SEM RASTRO DE TEMPESTADES O TEMPO DEVE CONTINUAR BOM
Ao Sérgio Tavares
Depois de sua terceira morte, já não havia espaço na agenda para outra sequência de eventos fúnebres. No limbo que sucedeu à queda da própria altura e evisceração e esquartejamento, restou-lhe enlouquecer - o mesmo que deixar de existir. Degolou tigres e coelhos, devastou bosques de sequoias, cobriu-se de amuletos e salmos cuneiformes. Por hábito e lembrança, iniciou a escavação para as profundezas. Afundava em muco de medo e surto, esfregava as vísceras na terra (já agora não lhe socorriam imobilidade e silêncio). Cumprida sua tarefa em poucos milhões de anos e então ao olhar míope de toupeiras, víboras, roedores e vermes subterrâneos, esbarrou (ao acaso) em restos de azul que subiam em linha vertical. Pontilhavam ali barcos alados - acreditou - e um gancho lhe acertou a cova. Na tontura do que amargara e sentindo o sal de imaginada maresia, rasgou os trapos que trazia e ofereceu magro seu corpo nu ao céu. Com o espanto dos que levam alheia culpa, foi sugado e sugado para cima e para cima e para cima por anjos verdes, multiformes e transparentes.

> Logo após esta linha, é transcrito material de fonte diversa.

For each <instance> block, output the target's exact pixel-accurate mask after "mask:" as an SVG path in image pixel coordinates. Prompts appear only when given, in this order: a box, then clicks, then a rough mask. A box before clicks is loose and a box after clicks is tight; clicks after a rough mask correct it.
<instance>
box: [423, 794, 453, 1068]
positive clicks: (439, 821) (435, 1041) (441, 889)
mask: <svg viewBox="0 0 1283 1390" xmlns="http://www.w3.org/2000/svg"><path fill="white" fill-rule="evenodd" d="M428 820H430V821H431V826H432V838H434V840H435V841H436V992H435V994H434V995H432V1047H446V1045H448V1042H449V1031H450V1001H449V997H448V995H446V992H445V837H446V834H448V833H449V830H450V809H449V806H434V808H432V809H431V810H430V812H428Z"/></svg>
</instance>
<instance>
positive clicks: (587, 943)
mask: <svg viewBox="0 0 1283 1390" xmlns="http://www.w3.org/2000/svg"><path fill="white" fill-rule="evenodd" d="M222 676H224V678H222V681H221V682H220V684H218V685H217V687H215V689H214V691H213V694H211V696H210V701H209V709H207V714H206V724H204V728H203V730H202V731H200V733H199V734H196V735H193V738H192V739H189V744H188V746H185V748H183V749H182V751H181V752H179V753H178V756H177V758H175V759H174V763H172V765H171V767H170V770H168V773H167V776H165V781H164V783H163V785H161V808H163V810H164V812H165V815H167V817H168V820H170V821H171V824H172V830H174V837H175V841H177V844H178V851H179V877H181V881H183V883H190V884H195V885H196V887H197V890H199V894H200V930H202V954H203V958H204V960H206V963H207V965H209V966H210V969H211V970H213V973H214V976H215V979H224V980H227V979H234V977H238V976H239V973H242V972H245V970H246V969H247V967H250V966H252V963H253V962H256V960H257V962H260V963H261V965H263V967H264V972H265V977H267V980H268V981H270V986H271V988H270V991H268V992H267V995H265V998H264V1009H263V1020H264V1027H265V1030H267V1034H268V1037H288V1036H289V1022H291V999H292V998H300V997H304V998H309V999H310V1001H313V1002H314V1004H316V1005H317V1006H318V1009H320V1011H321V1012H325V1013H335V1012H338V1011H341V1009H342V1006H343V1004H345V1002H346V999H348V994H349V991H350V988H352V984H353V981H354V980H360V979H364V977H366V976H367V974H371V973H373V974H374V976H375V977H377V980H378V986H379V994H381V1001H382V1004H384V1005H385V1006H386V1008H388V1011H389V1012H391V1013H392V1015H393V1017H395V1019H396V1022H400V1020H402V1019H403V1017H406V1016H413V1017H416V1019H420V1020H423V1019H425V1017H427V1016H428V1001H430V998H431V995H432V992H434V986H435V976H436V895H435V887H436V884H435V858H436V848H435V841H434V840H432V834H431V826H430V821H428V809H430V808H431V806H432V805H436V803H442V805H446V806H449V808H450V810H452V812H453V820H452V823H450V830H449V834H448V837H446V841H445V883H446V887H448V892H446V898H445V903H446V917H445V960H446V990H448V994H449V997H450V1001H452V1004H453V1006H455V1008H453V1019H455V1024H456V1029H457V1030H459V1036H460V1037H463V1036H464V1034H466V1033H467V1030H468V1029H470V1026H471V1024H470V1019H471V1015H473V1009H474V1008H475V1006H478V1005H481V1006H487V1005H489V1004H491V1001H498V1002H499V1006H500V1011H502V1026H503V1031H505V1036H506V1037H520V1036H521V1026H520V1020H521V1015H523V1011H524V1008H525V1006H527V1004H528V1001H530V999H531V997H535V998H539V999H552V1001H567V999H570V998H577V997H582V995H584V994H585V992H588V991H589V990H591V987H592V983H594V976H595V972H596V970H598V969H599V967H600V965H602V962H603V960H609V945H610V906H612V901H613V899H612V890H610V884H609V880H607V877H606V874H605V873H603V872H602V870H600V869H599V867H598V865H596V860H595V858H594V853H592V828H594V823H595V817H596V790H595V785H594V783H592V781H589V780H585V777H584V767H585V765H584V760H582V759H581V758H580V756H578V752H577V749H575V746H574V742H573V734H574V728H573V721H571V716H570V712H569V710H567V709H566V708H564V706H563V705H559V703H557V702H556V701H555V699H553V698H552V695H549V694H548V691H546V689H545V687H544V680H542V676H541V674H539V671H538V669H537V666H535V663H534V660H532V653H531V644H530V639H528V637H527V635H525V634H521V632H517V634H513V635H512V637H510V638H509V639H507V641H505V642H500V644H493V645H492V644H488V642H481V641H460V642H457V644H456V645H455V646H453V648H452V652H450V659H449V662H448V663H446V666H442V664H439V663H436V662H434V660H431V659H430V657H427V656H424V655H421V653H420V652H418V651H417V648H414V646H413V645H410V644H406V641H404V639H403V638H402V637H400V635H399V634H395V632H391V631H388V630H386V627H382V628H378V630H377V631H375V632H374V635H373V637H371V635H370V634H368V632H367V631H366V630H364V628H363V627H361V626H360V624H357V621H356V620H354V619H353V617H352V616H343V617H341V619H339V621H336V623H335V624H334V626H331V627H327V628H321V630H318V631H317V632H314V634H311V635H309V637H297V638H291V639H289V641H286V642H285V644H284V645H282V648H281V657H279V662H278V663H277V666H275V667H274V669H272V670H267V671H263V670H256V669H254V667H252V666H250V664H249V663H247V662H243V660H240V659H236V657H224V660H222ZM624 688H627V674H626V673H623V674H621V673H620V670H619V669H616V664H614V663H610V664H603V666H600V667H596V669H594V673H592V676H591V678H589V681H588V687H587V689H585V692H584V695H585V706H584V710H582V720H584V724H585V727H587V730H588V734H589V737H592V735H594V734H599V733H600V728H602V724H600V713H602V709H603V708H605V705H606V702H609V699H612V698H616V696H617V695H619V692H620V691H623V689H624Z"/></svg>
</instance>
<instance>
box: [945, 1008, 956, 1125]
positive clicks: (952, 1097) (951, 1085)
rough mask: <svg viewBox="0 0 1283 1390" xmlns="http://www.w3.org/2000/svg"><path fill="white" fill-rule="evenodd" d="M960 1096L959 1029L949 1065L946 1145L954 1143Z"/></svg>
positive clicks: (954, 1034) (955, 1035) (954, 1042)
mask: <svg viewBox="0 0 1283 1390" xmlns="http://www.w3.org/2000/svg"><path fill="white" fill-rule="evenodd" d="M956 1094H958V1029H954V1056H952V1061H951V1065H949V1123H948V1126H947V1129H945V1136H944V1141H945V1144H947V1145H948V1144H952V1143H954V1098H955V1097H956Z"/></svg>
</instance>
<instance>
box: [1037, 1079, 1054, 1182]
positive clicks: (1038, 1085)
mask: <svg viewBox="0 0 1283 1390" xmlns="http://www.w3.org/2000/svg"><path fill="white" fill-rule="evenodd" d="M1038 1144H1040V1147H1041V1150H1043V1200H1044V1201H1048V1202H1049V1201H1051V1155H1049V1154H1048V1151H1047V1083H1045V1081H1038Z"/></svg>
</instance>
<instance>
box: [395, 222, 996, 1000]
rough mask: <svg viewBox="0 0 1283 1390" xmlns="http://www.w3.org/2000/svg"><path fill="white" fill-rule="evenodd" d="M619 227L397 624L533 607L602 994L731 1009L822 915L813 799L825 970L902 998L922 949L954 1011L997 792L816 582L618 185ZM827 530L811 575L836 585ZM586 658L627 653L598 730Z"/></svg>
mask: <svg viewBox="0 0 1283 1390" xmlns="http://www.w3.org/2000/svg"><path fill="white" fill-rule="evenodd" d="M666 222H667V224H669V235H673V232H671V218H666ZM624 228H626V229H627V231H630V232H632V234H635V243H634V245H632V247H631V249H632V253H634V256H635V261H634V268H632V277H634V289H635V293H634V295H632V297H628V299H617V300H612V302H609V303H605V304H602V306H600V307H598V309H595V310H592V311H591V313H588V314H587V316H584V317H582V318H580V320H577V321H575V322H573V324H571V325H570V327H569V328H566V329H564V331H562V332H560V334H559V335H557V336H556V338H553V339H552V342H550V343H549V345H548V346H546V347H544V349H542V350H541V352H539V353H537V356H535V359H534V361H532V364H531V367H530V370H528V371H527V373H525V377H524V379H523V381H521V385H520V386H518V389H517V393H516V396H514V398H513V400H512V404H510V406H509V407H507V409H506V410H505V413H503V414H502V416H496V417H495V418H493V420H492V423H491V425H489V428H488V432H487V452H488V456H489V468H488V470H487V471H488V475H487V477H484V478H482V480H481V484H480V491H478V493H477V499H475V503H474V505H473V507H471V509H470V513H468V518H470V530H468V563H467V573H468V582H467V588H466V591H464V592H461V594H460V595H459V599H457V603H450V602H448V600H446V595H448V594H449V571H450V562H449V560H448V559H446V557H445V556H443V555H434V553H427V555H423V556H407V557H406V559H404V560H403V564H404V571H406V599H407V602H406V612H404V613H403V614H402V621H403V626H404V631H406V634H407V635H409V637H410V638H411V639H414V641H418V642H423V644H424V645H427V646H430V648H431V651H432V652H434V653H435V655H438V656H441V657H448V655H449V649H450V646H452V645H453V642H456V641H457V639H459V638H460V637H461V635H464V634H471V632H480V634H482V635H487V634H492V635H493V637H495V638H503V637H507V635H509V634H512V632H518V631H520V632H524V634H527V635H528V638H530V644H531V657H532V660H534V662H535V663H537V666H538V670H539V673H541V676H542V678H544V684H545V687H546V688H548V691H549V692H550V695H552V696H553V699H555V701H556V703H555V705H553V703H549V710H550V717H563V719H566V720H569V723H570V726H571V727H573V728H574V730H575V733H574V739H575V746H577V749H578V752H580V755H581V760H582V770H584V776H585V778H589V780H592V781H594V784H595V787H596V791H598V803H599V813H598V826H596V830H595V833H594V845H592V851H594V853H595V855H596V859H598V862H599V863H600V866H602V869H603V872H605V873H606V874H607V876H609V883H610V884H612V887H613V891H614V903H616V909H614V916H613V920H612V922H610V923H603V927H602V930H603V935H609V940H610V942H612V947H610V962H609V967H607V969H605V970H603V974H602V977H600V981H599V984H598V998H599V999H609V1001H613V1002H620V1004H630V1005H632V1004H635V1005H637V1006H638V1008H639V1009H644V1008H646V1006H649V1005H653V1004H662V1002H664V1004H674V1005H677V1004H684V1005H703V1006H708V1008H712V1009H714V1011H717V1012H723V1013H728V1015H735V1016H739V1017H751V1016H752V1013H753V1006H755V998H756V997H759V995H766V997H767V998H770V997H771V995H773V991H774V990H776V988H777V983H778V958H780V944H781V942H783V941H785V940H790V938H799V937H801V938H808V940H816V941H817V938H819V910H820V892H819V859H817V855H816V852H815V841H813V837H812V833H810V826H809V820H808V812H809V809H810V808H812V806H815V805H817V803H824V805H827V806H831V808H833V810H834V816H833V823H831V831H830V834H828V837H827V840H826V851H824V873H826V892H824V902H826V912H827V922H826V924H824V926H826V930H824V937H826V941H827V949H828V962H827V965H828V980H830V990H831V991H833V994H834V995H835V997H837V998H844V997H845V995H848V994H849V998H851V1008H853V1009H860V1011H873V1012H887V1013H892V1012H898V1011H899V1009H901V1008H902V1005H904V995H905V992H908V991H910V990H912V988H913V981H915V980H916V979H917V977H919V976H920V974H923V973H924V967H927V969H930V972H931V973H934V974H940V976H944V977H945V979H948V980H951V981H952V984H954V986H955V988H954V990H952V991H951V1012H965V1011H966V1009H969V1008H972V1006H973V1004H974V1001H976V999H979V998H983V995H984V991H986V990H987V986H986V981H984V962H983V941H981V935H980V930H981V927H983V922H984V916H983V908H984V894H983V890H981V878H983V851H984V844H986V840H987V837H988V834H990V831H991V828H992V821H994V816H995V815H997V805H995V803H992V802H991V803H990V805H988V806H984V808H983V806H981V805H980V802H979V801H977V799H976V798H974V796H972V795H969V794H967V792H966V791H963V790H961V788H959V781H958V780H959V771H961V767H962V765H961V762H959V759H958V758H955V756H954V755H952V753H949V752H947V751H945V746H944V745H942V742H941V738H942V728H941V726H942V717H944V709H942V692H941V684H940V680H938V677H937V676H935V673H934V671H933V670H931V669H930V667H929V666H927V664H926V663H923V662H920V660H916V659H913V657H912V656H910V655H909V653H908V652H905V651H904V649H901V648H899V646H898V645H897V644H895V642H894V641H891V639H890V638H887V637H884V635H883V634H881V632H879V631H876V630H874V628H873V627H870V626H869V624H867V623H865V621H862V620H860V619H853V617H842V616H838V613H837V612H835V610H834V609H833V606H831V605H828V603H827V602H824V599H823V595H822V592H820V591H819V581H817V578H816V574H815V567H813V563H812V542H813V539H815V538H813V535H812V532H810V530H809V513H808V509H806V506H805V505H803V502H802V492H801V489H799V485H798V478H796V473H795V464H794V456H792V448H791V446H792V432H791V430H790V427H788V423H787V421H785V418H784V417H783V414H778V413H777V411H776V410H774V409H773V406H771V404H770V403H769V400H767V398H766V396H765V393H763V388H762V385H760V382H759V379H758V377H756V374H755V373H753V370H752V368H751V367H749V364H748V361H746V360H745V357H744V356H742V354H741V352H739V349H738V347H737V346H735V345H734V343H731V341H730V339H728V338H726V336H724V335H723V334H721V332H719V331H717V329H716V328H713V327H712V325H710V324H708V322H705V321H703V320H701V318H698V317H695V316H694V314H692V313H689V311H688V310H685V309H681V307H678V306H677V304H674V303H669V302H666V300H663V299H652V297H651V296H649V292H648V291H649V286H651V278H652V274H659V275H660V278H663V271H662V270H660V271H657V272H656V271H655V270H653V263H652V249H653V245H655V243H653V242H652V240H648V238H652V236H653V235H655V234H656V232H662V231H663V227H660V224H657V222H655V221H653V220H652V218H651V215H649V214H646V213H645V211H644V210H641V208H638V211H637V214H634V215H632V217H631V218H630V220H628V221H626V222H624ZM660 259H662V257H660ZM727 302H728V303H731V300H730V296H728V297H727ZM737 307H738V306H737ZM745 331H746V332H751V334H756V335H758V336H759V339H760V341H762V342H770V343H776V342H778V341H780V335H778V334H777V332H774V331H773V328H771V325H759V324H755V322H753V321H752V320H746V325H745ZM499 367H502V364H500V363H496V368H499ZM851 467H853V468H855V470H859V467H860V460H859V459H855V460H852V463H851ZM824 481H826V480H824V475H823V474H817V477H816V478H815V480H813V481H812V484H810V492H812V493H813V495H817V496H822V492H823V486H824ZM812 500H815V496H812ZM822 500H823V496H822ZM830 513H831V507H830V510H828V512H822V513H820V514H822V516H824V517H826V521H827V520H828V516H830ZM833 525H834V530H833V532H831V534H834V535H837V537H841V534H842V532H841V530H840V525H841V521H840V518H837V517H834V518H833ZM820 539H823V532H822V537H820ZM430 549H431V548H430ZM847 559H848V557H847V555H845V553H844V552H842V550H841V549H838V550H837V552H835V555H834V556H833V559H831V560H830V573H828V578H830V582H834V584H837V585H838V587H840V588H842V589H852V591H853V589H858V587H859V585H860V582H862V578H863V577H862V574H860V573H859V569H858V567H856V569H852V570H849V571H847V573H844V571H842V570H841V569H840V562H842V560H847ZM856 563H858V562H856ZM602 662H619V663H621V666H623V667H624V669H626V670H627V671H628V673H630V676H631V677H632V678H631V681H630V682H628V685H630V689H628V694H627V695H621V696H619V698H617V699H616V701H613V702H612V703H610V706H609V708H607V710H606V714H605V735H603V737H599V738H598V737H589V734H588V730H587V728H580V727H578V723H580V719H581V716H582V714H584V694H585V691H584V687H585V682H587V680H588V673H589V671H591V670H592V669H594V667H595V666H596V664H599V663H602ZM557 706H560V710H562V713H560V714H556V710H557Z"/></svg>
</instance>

Da pele brotou um rio de poemas e línguas. E o buraco fez-se avesso. Um sinal riscou o horizonte: o avião arrastava faixa anunciando que ressurreições e curas são precárias e instáveis como as dunas, mas valem o espinho sem volta atravessado no fígado. Enquanto duram, são como eclodir, jogar ao sol na praia em qualquer manhã de sábado.
ALBERTO BRESCIANI
Imagem: trabalhando.com
Que beleza, Alberto. Você, com e suas cruéis, vertiginosas, surreais dilacerações e vidências, me parece um Rimbaud da pós-modernidade. E cresce a cada escrito novo. Fico mais e mais orgulhosa de você.